Typically, the weight ratio of nitroaromatic compound to aromatic hydrocarbon solvent is at least about 1:10. Preferably such ratio is between about 1:4 and about 2:1, although, as will be recognized by one skilled in the art, the preferred ratio will be dependent upon the particular components selected as well as upon the temperatures and pressures to be applied.
The compositions of this invention may be prepared by adding the desired amounts of nitroaromatic(s) and nitroxyl(s), in any order, to a measured amount of the aromatic hydrocarbon solvent. Preferably, such addition takes place under agitation.
The weight ratio of nitroaromatic compound to nitroxyl compound can be anywhere within the range of from about 99:1 to about 1:99. Preferably, the nitroaromatic:nitroxyl weight ratio is within the range of from about 99:1 to about 50:1.
The solutions prepared by the process of this invention are useful as polymerization inhibitors. When so used, they may be employed in their concentrated state or by diluting them with additional amounts of solvent so that a concentration of about 5 weight percent or less of nitroxyl is present, such dilute concentrations being readily fed into a vinyl aromatic reactor distillation column.
Among the vinyl aromatic monomers that can be polymerization-inhibited using the solutions of the present invention are: styrene, xcex1-methylstyrene, styrene sulfonic acid, vinyltoluene, divinylbenzenes, polyvinylbenzenes, alkylated styrene, 2-vinylpyridine, and the like. Such monomers will not necessarily be stabilized indefinitely by the presence of the solution, especially when the monomers are heated as in distillation, but they can be considered to be stabilized as long as there is a measurable increase in the time for which they can be heated before the onset of polymerization.
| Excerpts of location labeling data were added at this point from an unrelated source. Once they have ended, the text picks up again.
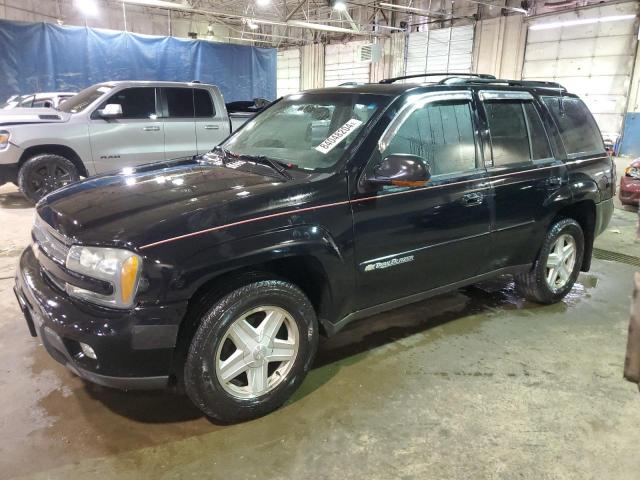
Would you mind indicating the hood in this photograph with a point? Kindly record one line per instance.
(147, 204)
(18, 116)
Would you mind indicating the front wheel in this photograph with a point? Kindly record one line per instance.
(251, 351)
(557, 266)
(45, 173)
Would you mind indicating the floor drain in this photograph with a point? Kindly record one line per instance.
(616, 257)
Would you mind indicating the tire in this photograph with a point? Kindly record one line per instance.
(537, 285)
(42, 174)
(213, 349)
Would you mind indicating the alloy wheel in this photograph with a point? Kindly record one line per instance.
(257, 352)
(560, 262)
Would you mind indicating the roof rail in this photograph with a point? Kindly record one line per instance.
(440, 74)
(455, 80)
Those skilled in the art will understand that, if desired, additional free radical scavengers can be included in the solutions that are prepared by the process of the present invention. For example, air or O2, as disclosed in U.S. Pat. Nos. 5,545,782 and 5,545,786, can be added, as can the dihetero-substituted benzene compounds having at least one transferable hydrogen, e.g., a quinone derivative such as the mono-methyl-ether of hydroquinone disclosed in European Patent Application 0 765 856 A1, and other inhibitors well-known to those skilled in the art. The disclosures of the foregoing are incorporated herein by reference in their entirety.